Tracy also asked about the station's personnel policies. She reminded Lemlem that the LSB had, in October 2008, passed a resolution requiring that the information be made available to the board. The manager replied that she would need to consult the corporate counsel to discuss what role the board played in personnel matters and in changing such documents.
"You're not answering the question!" Tracy said in a loud clear voice that needed no microphone. "I asked to see the documents, not change the documents."
Listener Rep Joe Wanzala asked Lemlem about the abrupt three-month suspension of "Women's Magazine," which had been replaced by "Letters from Washington." Lemlem responded that it would return at the end of Obama's first 100 days. She made no reference to the insult to the unpaid staff of "Women's Magazine" and the program's listeners. Nor did she mention the firestorm of critical letters and phone calls from listeners in support of Women's Magazine. Her decision to preempt KPFA's only women's program had been made in a totally opaque manner, without consulting the Program Council or, possibly, anybody else.
When Anthony Fest, a KPFA newscaster and staff rep, asked Lemlem why the Program Council was no longer meeting, her reply was surprisingly revealing. "Well," she said, "the Program Council was spending time discussing whether or not it had decision-making power and of course it doesn't--that's management's job--so we stopped it." In May 2004 the LSB had passed a resolution reaffirming the Program Council's decision making powers so that abrupt, secretive programming decisions like this wouldn't take place, but management has in effect disbanded the Program Council.
Anthony also brought up management's de-recognition of the UnPaid Staff Organization (UPSO), and got the usual excuse--that UPSO was "disorganized." The 1999 lockout had inspired the unpaid volunteers into wrestling themselves into a fairly successful organization until polarizing efforts actively worked against it. It was in August 2007 that Lemlem issued a memo withdrawing recognition. The LSB at that time passed a resolution calling on management to recognize UPSO, but the resolution was ignored.
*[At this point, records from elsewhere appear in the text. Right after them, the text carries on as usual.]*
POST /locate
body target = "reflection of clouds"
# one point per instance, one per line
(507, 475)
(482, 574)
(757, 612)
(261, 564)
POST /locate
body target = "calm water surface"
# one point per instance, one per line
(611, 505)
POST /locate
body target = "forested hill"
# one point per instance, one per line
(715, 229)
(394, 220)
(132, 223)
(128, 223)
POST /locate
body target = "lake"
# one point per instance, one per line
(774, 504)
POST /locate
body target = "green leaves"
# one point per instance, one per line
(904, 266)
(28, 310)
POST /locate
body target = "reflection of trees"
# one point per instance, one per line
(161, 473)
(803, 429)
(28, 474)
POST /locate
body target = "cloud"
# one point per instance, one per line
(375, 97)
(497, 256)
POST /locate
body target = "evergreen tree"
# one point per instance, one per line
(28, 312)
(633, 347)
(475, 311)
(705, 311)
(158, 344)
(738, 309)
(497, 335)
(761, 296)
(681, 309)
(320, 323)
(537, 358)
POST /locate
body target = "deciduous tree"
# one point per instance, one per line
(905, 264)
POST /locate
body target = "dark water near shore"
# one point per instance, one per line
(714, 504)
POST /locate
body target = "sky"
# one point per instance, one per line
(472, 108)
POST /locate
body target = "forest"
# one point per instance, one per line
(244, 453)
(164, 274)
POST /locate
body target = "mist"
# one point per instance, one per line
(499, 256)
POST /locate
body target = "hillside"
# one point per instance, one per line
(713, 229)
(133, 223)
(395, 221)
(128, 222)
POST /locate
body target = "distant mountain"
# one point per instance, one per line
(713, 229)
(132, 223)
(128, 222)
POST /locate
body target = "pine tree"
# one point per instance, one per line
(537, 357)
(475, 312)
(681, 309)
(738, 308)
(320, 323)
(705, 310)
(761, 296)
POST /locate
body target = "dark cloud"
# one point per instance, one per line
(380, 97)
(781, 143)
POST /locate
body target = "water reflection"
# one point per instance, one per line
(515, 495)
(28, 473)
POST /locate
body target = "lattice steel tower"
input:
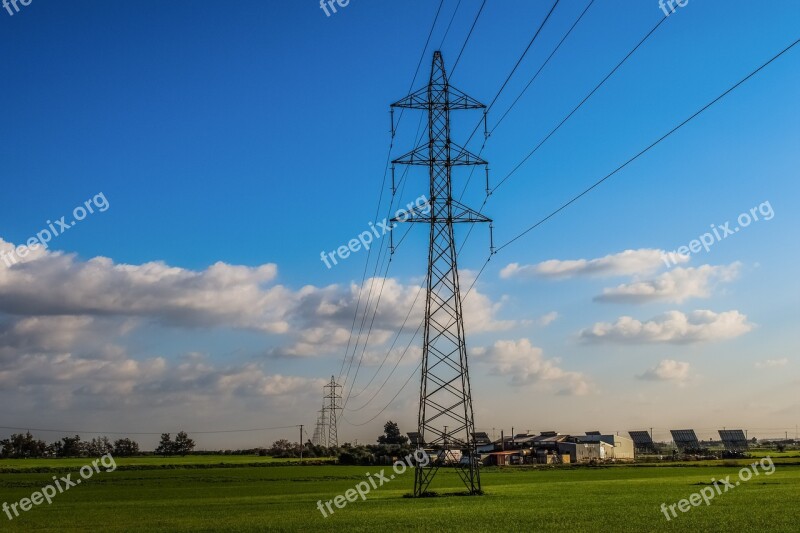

The Pacifica National Board also passed such a resolution, also ignored.
In addition to Anthony Fest, several other board members also asked Lemlem about UPSO and the Program Council, but did not get satisfactory replies. Finally, Henry Norr, a listener rep and former SF Chronicle science columnist, spoke. "Your non-responsiveness to this board--" Henry began, and frankly told the manager she was showing disrespect to the board by not attending these LSB meetings, and by not giving straightforward answers to questions asked. He summed up what had been said by other board members, and added another example--the ongoing difficulty of getting announcements for demonstration and community events aired on KPFA--despite a board resolution to simplify that process. "Nothing has changed," Henry said, and laid the mike back on the table.
The audience--about a dozen listeners and staff--burst out with spontaneous applause. Before Lemlem could respond, Warren Mar, the CL'er who was chairing the meeting, cut in and barked out angrily, "That was a personal attack!" then added, "That was a speech, not a question!"
A moment later Vice Chairman Mar was engaged in a yelling match with members of the audience. Then he called a ten minute break.
The session with the General Manager resumed after the break. Listener Rep Sureya Sayadi took up the mike and rebuked Vice Chairman Mar: "Lemlem has a right to speak for herself," Sureya told the chair. "You don't need to protect her. You minimize her when you try to speak for her. You minimize her when you try to protect her."
Lemlem Rijio was appointed General Manager of KPFA last October--less than a month after a "Statement of No Confidence" in her management style was signed by 74 members of the KPFA staff. Before that Lemlem had been the interim GM for two and a half years, since April 2006.